De plus, il est étrange d’apprendre qu’un pays comme la France ayant autant de pays frontaliers, a une évaluation de son économie souterraine inférieure à la plupart de ces pays notamment l’Espagne, la Belgique, l’Allemagne, et l’Italie, alors que des milliers de Français traversent ces frontières pour y faire des achats en fonction des disparités de prix d’un pays à l’autre (tabac, meubles, produits de consommation courante, etc) sans qu’il y ait de contrepartie de ces pays en France. Comment évaluer la part dans l’économie souterraine de ces dépenses frontalières avec un flux français grandissant vers ces pays frontaliers sans un flux inverse pour le compenser, et avec en plus une difficulté à pouvoir associer le signe distinctif d’un État membre sur l’euro et son détenteur du fait de la libre circulation des capitaux ? Et si la supposée économie souterraine des pays limitrophes à la France n’était que le transfert du fruit de l’économie souterraine française dans leur économie ? Sur des hypothèses, tout le monde peut conjecturer.

L’évaluation de l’économie souterraine n’est qu’un indicateur, une estimation hypothétique qui permet d’entrevoir une tendance et son évolution, mais il ne s’agit en aucun cas d’une donnée exacte permettant toute extrapolation comportementale avérée, toute certitude. Pourtant, les étatistes et les socialistes, ont souvent recours à cet outil afin de justifier leurs défaillances politiques et d’accroître les contrôles. D’économie souterraine à la fraude fiscale, chez eux il n’y a qu’un pas vite franchi.

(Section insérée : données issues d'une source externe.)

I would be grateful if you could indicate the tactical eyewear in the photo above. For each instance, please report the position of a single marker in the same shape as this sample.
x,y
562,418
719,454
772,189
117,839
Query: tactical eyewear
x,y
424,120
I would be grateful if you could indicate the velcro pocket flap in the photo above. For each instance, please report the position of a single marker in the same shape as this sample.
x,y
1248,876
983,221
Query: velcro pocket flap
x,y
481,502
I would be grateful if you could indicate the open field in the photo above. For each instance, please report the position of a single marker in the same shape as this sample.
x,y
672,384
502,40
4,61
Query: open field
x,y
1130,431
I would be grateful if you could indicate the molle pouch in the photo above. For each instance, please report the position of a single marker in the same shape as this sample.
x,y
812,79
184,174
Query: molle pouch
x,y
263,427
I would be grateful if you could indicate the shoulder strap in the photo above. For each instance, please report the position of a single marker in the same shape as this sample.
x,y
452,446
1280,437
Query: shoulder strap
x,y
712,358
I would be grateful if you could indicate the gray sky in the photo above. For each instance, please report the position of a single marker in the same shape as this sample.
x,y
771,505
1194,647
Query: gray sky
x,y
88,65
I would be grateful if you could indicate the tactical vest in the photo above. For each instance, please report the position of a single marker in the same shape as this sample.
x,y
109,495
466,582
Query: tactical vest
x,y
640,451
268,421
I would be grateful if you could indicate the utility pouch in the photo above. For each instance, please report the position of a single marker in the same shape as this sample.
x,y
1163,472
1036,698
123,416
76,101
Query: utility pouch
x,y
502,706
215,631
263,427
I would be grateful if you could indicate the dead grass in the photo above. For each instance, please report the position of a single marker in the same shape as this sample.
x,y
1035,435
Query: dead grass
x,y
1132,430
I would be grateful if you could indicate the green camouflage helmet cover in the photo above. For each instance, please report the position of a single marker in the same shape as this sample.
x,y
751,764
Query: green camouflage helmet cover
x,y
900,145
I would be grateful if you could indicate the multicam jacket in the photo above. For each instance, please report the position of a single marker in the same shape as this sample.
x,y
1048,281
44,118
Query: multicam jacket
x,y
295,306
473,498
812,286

Il est aisé pour certains représentants politiques espagnols de laisser stigmatiser leurs concitoyens afin de mettre en place un contrôle plus accru de l’État sur l’activité économique, alors que l’économie souterraine en Espagne tend à baisser même si elle est presque un sport national depuis Franco et touche même les couches politiques. Quels que soient les chiffres avancés, comment distinguer dans l’économie souterraine de ce pays la part de la corruption de représentants politiques, celle des petits boulots permettant à des ménages de préserver un pouvoir d’achat décent (les minimas sociaux et aides sociales de l’État étant pratiquement inexistants, ou du moins dérisoires), celle des trafics illégaux en tout genre difficilement quantifiables, celle des sommes transférées notamment par les Français qui y font leurs achats en liquide, etc. ?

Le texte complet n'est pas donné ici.